The skills to recognise threats and stay secure must become part of everyone’s job

Such risks therefore need to be reflected in a school’s formal risk management strategy, especially as emerging and non-regulated risks such as this can be easily overlooked.

Cyber risks can broadly be categorised into three themes: direct and malicious attacks, accidental information loss or misuse, and physical system failures. You must take a number of steps to protect school data, staff and pupils from cyber issues such as malware, phishing scams, email attacks and more.

Firewalls, encryption and data back-up provisions are obvious first steps. However, it is a mistake to think that we can only fight technology with technology. In fact, effective prevention is as much about processes and education.

Strong planning is vital to ensure prevention measures are in place and to provide an action plan if a problem occurs.
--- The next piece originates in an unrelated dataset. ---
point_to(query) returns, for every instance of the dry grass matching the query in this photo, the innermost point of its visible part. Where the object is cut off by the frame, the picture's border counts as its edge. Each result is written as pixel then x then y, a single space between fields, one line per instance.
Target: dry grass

But the education of staff and students is the school’s most potent weapon against cyber criminals. Developing the skills to recognise threats and stay secure must become part of everyone’s job, led from the top.

Of course, while cyber-risks may be making headlines, schools must also prepare for long-standing risks such as fire and flooding, which remain the most common causes of insurance claims. In fact, as schools increase their reliance on technology, the cost of restoration and replacing equipment after a fire or flooding incident is increasing. Over the past decade alone, Zurich Municipal has dealt with more than 50 major claims each valued at more than £1 million, most caused by fire or flooding. In the past two years, three schools have filed claims worth £15 million.

While we can’t stop the rain from falling, there are steps schools can take to minimise their risk exposure. Long-term planning and careful risk management can help to reduce the risk of a major incident, while clear protocols can help to keep staff and pupils safe and significantly reduce damages should an incident arise. Hands-on support from an experienced insurer and computer-aided technology can also help to minimise disruption and get classrooms open again as quickly as possible. Building a strong relationship with your protection provider is critical.

All schools should work closely with their insurer to improve their resilience against possible threats.

Specialist experts have years of experience in risk, underwriting and claims to help meet schools’ individual needs. With this support in place, schools can proactively manage and minimise their risks, as well as having the peace of mind that they have a suitable partner to turn to should things go wrong.